There is a race induced by calling "echo scsi-remove-single-device a b c d" > /proc/scsi/scsi for a device while simultaneously doing an open() on the device node. Incidentally, this is what our OMSS product does... :-( proc_scsi_gen_write(): scsi-remove-single-device if (scd->access_count) goto out; SDTpnt = scsi_devicelist; while (SDTpnt != NULL) { if (SDTpnt->detach) (*SDTpnt->detach) (scd); SDTpnt = SDTpnt->next; sg_open(): if (sdp->detached) return -ENODEV; If the open() comes before sdp->detached is set, then the open will succeed and I/Os may be issued to a nonexistant device. While not observed on RHEL3 (yet), that the scsi_devicelist is still a global and not protected by any locks ---------- Action by: mdomsch Investigating preventing OMSS from doing the remove-single-device... Status set to: Waiting on Tech (Long Term) Severity set to: High ---------- Action by: wcheng I thought we just fixed this issue - checking the rhkernel-list now... wcheng assigned to issue for Support Engineering Group. ---------- Action by: wcheng ok, look like this is different from bugzilla 126158 but another hole in this add and remove device arena. Issue escalated to Sustaining Engineering by: wcheng. ---------- Action by: mdomsch Per concall discussion today, this needs to be pushed to Bugzilla and put on the Update 6 must-fix blocker list.

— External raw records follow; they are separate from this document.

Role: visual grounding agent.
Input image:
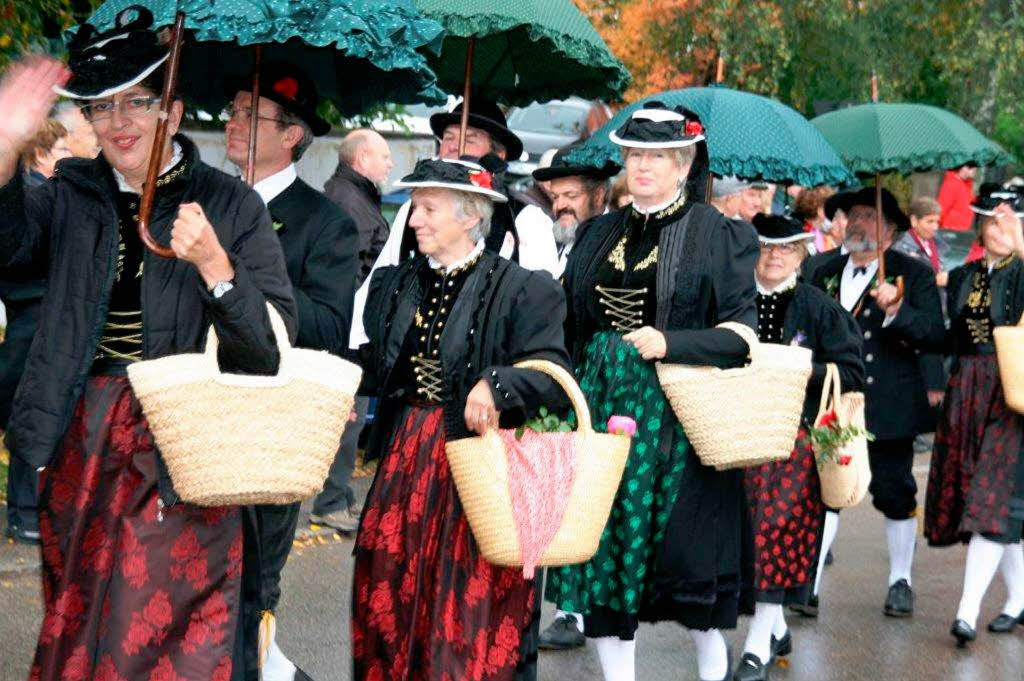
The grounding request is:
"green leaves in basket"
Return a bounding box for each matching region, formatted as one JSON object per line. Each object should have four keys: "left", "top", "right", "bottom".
{"left": 515, "top": 406, "right": 574, "bottom": 440}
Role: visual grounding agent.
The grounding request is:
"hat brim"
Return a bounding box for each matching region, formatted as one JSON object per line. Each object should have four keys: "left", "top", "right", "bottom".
{"left": 394, "top": 179, "right": 508, "bottom": 203}
{"left": 758, "top": 233, "right": 815, "bottom": 245}
{"left": 532, "top": 165, "right": 619, "bottom": 182}
{"left": 224, "top": 76, "right": 331, "bottom": 136}
{"left": 429, "top": 112, "right": 524, "bottom": 161}
{"left": 970, "top": 205, "right": 1024, "bottom": 218}
{"left": 608, "top": 130, "right": 706, "bottom": 149}
{"left": 54, "top": 52, "right": 169, "bottom": 100}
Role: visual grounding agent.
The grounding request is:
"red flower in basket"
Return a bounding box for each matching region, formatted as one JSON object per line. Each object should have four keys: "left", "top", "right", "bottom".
{"left": 817, "top": 411, "right": 838, "bottom": 429}
{"left": 684, "top": 120, "right": 703, "bottom": 137}
{"left": 607, "top": 415, "right": 637, "bottom": 437}
{"left": 838, "top": 454, "right": 852, "bottom": 466}
{"left": 468, "top": 170, "right": 493, "bottom": 190}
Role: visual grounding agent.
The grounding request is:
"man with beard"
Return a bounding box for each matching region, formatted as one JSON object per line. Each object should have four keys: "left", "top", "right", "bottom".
{"left": 807, "top": 187, "right": 945, "bottom": 620}
{"left": 710, "top": 174, "right": 765, "bottom": 221}
{"left": 532, "top": 142, "right": 621, "bottom": 278}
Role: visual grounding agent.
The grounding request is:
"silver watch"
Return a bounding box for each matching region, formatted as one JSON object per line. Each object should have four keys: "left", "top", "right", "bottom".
{"left": 211, "top": 280, "right": 235, "bottom": 299}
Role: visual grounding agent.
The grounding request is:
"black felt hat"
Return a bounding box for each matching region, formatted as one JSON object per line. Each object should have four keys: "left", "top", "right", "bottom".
{"left": 225, "top": 62, "right": 330, "bottom": 136}
{"left": 824, "top": 190, "right": 858, "bottom": 221}
{"left": 430, "top": 99, "right": 524, "bottom": 161}
{"left": 752, "top": 214, "right": 813, "bottom": 244}
{"left": 848, "top": 187, "right": 911, "bottom": 232}
{"left": 395, "top": 158, "right": 508, "bottom": 203}
{"left": 971, "top": 185, "right": 1024, "bottom": 217}
{"left": 532, "top": 141, "right": 621, "bottom": 182}
{"left": 56, "top": 6, "right": 169, "bottom": 100}
{"left": 609, "top": 101, "right": 706, "bottom": 149}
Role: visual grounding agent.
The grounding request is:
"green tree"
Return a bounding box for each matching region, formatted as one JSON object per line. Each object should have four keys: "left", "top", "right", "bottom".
{"left": 0, "top": 0, "right": 101, "bottom": 70}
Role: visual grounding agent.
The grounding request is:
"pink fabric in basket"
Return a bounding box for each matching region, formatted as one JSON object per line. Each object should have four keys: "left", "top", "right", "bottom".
{"left": 497, "top": 430, "right": 579, "bottom": 578}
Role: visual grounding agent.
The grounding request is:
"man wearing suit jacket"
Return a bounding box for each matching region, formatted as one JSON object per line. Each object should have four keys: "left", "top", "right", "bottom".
{"left": 225, "top": 63, "right": 359, "bottom": 681}
{"left": 808, "top": 187, "right": 945, "bottom": 619}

Doug is doing a substantial rework of the scsi midlayer surrounding device addition and removal. It will consist of adding smp locking. This is a substantial amount of work which may be somewhat high impact (ie large change). We are reluctant to make the corresponding change in the RHEL2.1 pool, as we are much more conservative there. As a result, its possible that this one does not get addressed in the RHEL2.1 U6 update. Its possible that through his rework in the RHEL3 pool that Doug may find a tactical minor change that addresses this one, but thats a stretch goal.
Per Matt on 10/29 a.m.: according to Dell's last evening testing of the respun .21-22 kernel (RHEL3), they are still seeing the system panic with a race between add device and remove device.
A fix for this problem has been committed to the RHEL2.1 U6 patch pool (in kernel version 2.4.9-e.52)
Making the bug public.
An errata has been issued which should help the problem described in this bug report. This report is therefore being closed with a resolution of ERRATA. For more information on the solution and/or where to find the updated files, please follow the link below. You may reopen this bug report if the solution does not work for you. http://rhn.redhat.com/errata/RHSA-2004-505.html
An errata has been issued which should help the problem described in this bug report. This report is therefore being closed with a resolution of ERRATA. For more information on the solution and/or where to find the updated files, please follow the link below. You may reopen this bug report if the solution does not work for you. http://rhn.redhat.com/errata/RHSA-2004-504.html
Unfortunately, we are able to still induce a failure with this kernel, and scripts attached in IssueTracker 45654.
I believe the initial issue in this bug was fixed with Update 6, that being the race between open("/dev/sgX") and scsi-remove-single-device. Therefore I'm re-closing this.